For homework, please produce your next essay for submission at our next session. This can be 1) an interview that expands on what you did in class today or an interview with a new person that employs strategies and techniques that you observe in the models distributed in class or in the videos below; 2) a piece of feature writing (see more information about this genre below, keeping in mind that interviews can be a great basis for a feature); OR 3) another entry/article/essay for your individual project (you might want to incorporate an interview into this week's piece).
For inspiration for interviews, have a look at the following sites:
http://www.theguardian.com/tone/interview
http://www.nytimes.com/column/magazine-talk
http://www.vanityfair.com/search?rubric=%22Proust%20Questionnaire%22
Some classic interviewers in the Anglosphere include Charlie Rose (PBS), Larry King (CNN), and Jerry Paxman (BBC Newsnight). George Stromboulopoulos from CBC (Canada) has a great YouTube channel:
https://www.youtube.com/user/TheHour
And Conan O'Brien's "Serious Jibber Jabber" features a great interview with the writers from the Simpsons:
https://www.youtube.com/watch?v=DtJ28qOEG1g
There is also a trend in the comedy world of stand-up comedians producing interview podcasts and web series, one of the more noteworthy being Jerry Seinfeld's Comedians in Cars Getting Coffee: http://comediansincarsgettingcoffee.com/
Remember that interviews are more than questionnaires: you are looking for the gold in your interviewee and have limited time to get it. Journalists don't last long if they follow bad/dead leads, so you often have to accelerate "finding the good stuff". Be provocative in your questioning, but also be kind to your subject. The best interviewers push, but are never mean or cruel (which doesn't result in truly good material anyway). Put bluntly: lame questions yield lame answers.
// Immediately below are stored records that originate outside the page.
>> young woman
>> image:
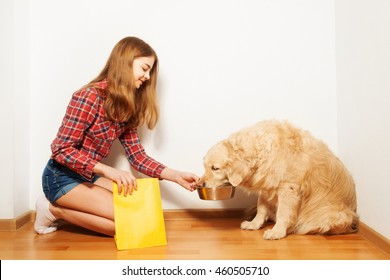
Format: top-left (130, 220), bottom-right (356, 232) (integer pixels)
top-left (34, 37), bottom-right (199, 236)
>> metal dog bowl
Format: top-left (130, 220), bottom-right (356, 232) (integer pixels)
top-left (197, 186), bottom-right (236, 200)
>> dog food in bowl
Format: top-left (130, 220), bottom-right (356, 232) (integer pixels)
top-left (197, 186), bottom-right (236, 200)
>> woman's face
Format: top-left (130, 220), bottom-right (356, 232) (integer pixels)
top-left (133, 56), bottom-right (154, 88)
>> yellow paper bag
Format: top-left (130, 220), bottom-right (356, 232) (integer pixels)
top-left (113, 178), bottom-right (167, 250)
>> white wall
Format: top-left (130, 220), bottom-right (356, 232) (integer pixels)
top-left (336, 0), bottom-right (390, 238)
top-left (0, 0), bottom-right (31, 219)
top-left (10, 0), bottom-right (390, 238)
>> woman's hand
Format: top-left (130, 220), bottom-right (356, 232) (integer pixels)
top-left (160, 167), bottom-right (199, 192)
top-left (93, 163), bottom-right (137, 196)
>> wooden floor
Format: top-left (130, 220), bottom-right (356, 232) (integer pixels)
top-left (0, 218), bottom-right (390, 260)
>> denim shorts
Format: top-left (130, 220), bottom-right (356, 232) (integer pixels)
top-left (42, 159), bottom-right (100, 204)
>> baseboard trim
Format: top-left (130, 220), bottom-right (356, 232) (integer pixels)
top-left (0, 208), bottom-right (390, 256)
top-left (0, 211), bottom-right (35, 231)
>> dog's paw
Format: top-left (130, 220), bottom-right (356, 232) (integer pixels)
top-left (263, 229), bottom-right (286, 240)
top-left (241, 221), bottom-right (261, 230)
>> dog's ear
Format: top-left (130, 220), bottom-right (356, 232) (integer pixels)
top-left (227, 160), bottom-right (249, 187)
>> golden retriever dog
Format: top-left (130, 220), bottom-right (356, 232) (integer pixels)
top-left (199, 120), bottom-right (358, 239)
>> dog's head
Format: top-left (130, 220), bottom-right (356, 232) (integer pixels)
top-left (199, 141), bottom-right (250, 187)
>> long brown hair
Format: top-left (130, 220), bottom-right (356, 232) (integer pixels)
top-left (88, 37), bottom-right (159, 129)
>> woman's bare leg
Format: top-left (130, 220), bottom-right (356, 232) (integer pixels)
top-left (49, 178), bottom-right (115, 236)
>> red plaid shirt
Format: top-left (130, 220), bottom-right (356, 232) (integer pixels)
top-left (51, 81), bottom-right (165, 179)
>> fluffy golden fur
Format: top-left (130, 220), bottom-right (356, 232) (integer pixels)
top-left (200, 120), bottom-right (358, 239)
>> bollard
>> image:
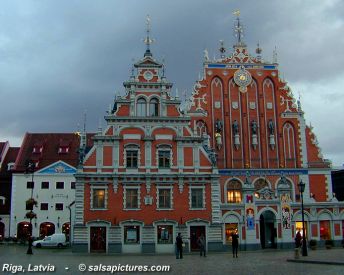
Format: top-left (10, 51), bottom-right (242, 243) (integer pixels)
top-left (294, 248), bottom-right (300, 260)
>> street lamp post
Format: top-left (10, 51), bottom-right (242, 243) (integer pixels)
top-left (26, 160), bottom-right (37, 255)
top-left (299, 180), bottom-right (308, 256)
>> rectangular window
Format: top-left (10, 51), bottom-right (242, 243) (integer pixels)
top-left (158, 189), bottom-right (171, 208)
top-left (191, 188), bottom-right (204, 208)
top-left (56, 181), bottom-right (64, 189)
top-left (157, 225), bottom-right (173, 244)
top-left (126, 150), bottom-right (138, 168)
top-left (124, 225), bottom-right (140, 244)
top-left (159, 150), bottom-right (171, 168)
top-left (225, 223), bottom-right (238, 244)
top-left (41, 181), bottom-right (49, 189)
top-left (41, 202), bottom-right (48, 210)
top-left (55, 203), bottom-right (63, 211)
top-left (125, 189), bottom-right (139, 209)
top-left (26, 181), bottom-right (35, 189)
top-left (227, 190), bottom-right (241, 203)
top-left (320, 221), bottom-right (331, 240)
top-left (92, 189), bottom-right (105, 209)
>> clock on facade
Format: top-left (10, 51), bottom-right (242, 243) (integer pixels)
top-left (143, 71), bottom-right (153, 81)
top-left (234, 66), bottom-right (252, 93)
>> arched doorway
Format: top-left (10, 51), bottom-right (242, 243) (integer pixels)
top-left (62, 222), bottom-right (70, 242)
top-left (259, 210), bottom-right (277, 249)
top-left (17, 222), bottom-right (32, 240)
top-left (0, 222), bottom-right (5, 241)
top-left (39, 222), bottom-right (55, 237)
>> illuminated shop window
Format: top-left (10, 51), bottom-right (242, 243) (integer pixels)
top-left (227, 180), bottom-right (242, 203)
top-left (124, 225), bottom-right (140, 244)
top-left (157, 225), bottom-right (173, 244)
top-left (225, 223), bottom-right (238, 243)
top-left (295, 222), bottom-right (308, 238)
top-left (320, 221), bottom-right (331, 240)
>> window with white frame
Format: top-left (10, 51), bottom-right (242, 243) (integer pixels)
top-left (157, 187), bottom-right (172, 209)
top-left (124, 187), bottom-right (140, 209)
top-left (126, 149), bottom-right (138, 168)
top-left (157, 224), bottom-right (173, 244)
top-left (190, 187), bottom-right (205, 209)
top-left (149, 98), bottom-right (159, 116)
top-left (136, 97), bottom-right (147, 116)
top-left (124, 225), bottom-right (140, 244)
top-left (158, 149), bottom-right (171, 168)
top-left (91, 187), bottom-right (107, 209)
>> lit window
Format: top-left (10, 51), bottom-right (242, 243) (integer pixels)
top-left (158, 189), bottom-right (171, 208)
top-left (125, 188), bottom-right (139, 209)
top-left (124, 225), bottom-right (140, 244)
top-left (26, 181), bottom-right (35, 189)
top-left (227, 180), bottom-right (242, 203)
top-left (126, 150), bottom-right (138, 168)
top-left (58, 146), bottom-right (69, 154)
top-left (41, 181), bottom-right (49, 189)
top-left (191, 188), bottom-right (204, 208)
top-left (56, 181), bottom-right (64, 189)
top-left (41, 202), bottom-right (48, 210)
top-left (55, 203), bottom-right (63, 211)
top-left (157, 225), bottom-right (173, 244)
top-left (92, 189), bottom-right (105, 209)
top-left (136, 98), bottom-right (147, 116)
top-left (159, 150), bottom-right (171, 168)
top-left (149, 98), bottom-right (159, 116)
top-left (320, 221), bottom-right (331, 240)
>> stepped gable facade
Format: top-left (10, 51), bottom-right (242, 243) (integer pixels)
top-left (73, 18), bottom-right (222, 253)
top-left (187, 13), bottom-right (344, 249)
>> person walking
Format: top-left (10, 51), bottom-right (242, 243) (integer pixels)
top-left (197, 233), bottom-right (207, 257)
top-left (232, 230), bottom-right (239, 258)
top-left (176, 233), bottom-right (183, 259)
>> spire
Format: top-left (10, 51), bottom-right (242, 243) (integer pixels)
top-left (233, 10), bottom-right (245, 46)
top-left (219, 40), bottom-right (226, 58)
top-left (144, 15), bottom-right (154, 57)
top-left (272, 46), bottom-right (278, 64)
top-left (256, 42), bottom-right (263, 61)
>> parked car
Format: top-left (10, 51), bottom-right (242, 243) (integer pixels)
top-left (32, 233), bottom-right (67, 248)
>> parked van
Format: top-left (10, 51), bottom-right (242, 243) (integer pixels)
top-left (32, 233), bottom-right (67, 248)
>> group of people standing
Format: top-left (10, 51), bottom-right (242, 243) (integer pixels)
top-left (176, 231), bottom-right (239, 259)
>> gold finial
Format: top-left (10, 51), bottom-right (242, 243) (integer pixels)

On what feature writing is: http://www.media-studies.ca/articles/feature.htm
Good feature writing most often appears in the news magazine format or in the Sunday editions of daily newspapers; great examples in the Anglophone world include the following:
The Atlantic http://www.theatlantic.com/world/
The New Yorker http://www.newyorker.com/
The Times Literary Supplement http://www.the-tls.co.uk/
There were some student questions on the exam: the date will be determined at the break and I will announce this in our next class. You will have 2 hours to produce a piece of journalistic writing of 400 to 500 words. The exam will feature one or two writing prompts that will be extremely general, so everyone will be able to respond using the topics and knowledge they have been focussing on in their individual work over the course of the semester. I don't expect a specific format, but DO expect you to abide by the conventions of the genre you choose to write in (i.e. a piece of straight journalism cannot morph into commentary; a review requires a certain amount of contextualization, a clear and specific thesis, and appropriate detail). There are no specific formulas to follow. Spelling, grammar, syntactic variation, word choice, clarity, coherence, evidence, and paragraph organization are all areas that your exam will be assessed in. What I can most interested in seeing in those two hours is how well you edit your work.